How do we measure empowerment? As a concept, it is difficult to quantify. However, there are tangible things in life that make us feel secure in our surroundings and provide us with a sense of belonging. Nothing achieves this quite like a place to call home. A roof over our heads may not feel as significant when we have it without question, but for the millions of people around the world who do not have access to land rights or secure tenure, the lack of a home may cost that immeasurable sense of empowerment. This is especially true for women, who make up only a fraction of the world’s landowners and often have little access to or information about property rights under strict national laws. In a time when the state of women’s rights worldwide has been thrown into the spotlight, IHC Global’s new publication, Using Data to Support Women’s Rights: Property Markets and Housing Rights Through a Gender Equity Lens, brings the link between access to property rights and strengthening female empowerment into the conversation. Focusing on our pilot program in Uganda, the paper examines women’s participation in the Ugandan property market — and how access to property rights and credit can further economic development and transform the lives of women, their families, and their communities.

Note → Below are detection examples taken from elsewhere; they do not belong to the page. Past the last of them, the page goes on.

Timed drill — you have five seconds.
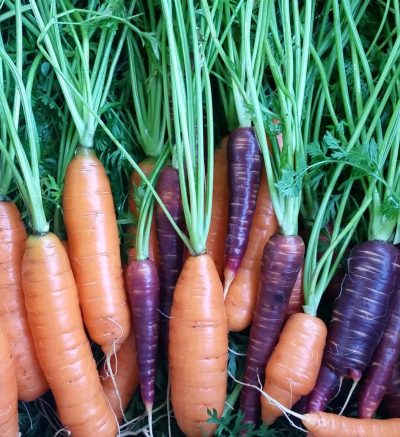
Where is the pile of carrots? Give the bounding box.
[0,0,400,437]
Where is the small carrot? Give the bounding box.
[261,313,327,424]
[0,201,49,402]
[301,412,400,437]
[225,172,278,331]
[100,329,139,422]
[63,147,130,355]
[207,136,229,280]
[0,316,19,437]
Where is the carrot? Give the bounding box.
[225,171,278,331]
[169,254,228,437]
[0,201,48,400]
[63,147,130,355]
[207,136,229,281]
[22,232,117,437]
[261,313,327,424]
[100,329,139,422]
[0,316,19,437]
[301,413,400,437]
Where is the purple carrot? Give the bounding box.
[310,241,400,411]
[156,167,184,349]
[224,127,262,291]
[381,361,400,417]
[240,234,304,424]
[127,259,160,412]
[358,284,400,419]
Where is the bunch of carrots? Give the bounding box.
[0,0,400,437]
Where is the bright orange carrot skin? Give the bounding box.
[63,147,130,354]
[302,412,400,437]
[100,329,139,422]
[207,136,229,280]
[0,316,19,437]
[0,202,49,398]
[22,233,117,437]
[261,313,327,425]
[225,172,278,332]
[169,254,228,437]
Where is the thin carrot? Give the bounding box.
[22,233,117,437]
[261,313,327,424]
[169,254,228,436]
[63,147,130,354]
[100,329,139,422]
[301,413,400,437]
[0,201,48,402]
[0,316,19,437]
[225,172,278,331]
[207,136,229,280]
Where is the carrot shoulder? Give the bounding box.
[169,254,228,437]
[22,233,117,437]
[63,147,130,354]
[0,201,48,402]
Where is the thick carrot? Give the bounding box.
[225,171,278,331]
[0,201,49,398]
[155,166,185,350]
[224,127,262,290]
[100,329,139,422]
[240,234,304,424]
[261,313,327,425]
[301,413,400,437]
[169,254,228,437]
[0,316,19,437]
[63,147,130,354]
[207,136,229,281]
[22,233,117,437]
[127,259,160,412]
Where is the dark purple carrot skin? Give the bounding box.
[127,259,160,408]
[240,234,304,424]
[381,361,400,417]
[225,127,262,280]
[310,241,400,411]
[156,167,185,350]
[358,290,400,419]
[306,365,340,413]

To explore how access to property rights can change women’s lives, IHC Global looked inward. The International Property Market Scorecard, a tool co-created by IHC Global and the Center of International Private Enterprise (CIPE), measures the sustainability of property markets through six core requirements: property rights laws and enforcement, access to credit, efficiency of governance, rational dispute resolution, financial transparency, and appropriate regulations. By applying a gender lens to the scorecard, IHC Global collected an entirely unique set of data. Last July, we had the tremendous opportunity to present this idea at the UN High-level Political Forum Partnership Exchange, and in November, IHC Global put the gender-oriented scorecard into action in Uganda. Collaborating with Uganda’s real estate association AREA-Uganda, IHC Global gathered existing information on women’s access to property rights in the country and used the scorecard to interview a range of women about their experiences working in or with the property market system. The key findings and recommendations developed from the analysis were then presented at the ninth World Urban Forum in Kuala Lumpur, Malaysia.

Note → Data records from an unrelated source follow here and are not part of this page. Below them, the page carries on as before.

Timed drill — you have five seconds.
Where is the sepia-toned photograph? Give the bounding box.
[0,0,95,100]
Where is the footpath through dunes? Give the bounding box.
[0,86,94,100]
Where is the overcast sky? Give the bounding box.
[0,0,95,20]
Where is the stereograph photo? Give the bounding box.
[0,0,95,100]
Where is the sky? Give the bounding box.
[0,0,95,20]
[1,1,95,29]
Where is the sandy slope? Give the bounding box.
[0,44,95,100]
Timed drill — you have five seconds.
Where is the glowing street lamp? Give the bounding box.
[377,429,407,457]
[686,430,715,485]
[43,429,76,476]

The findings reflect the complex nature of a country where equal access to property rights for women is laid out in its constitution, but where cultural practices and the lack of a formally regulated real estate industry have led to less women participating in its property market. This is not an uncommon phenomenon, and thus calls for several changes, from offering basic training for women to enforcing a gender-inclusive code of ethics, are being proposed and debated across the globe. After completing this pilot program, IHC Global plans to continue in this worldwide movement. By applying the scorecard to property markets around the world, IHC Global aims to gain a clearer picture of the inextricable link between women’s empowerment and property rights.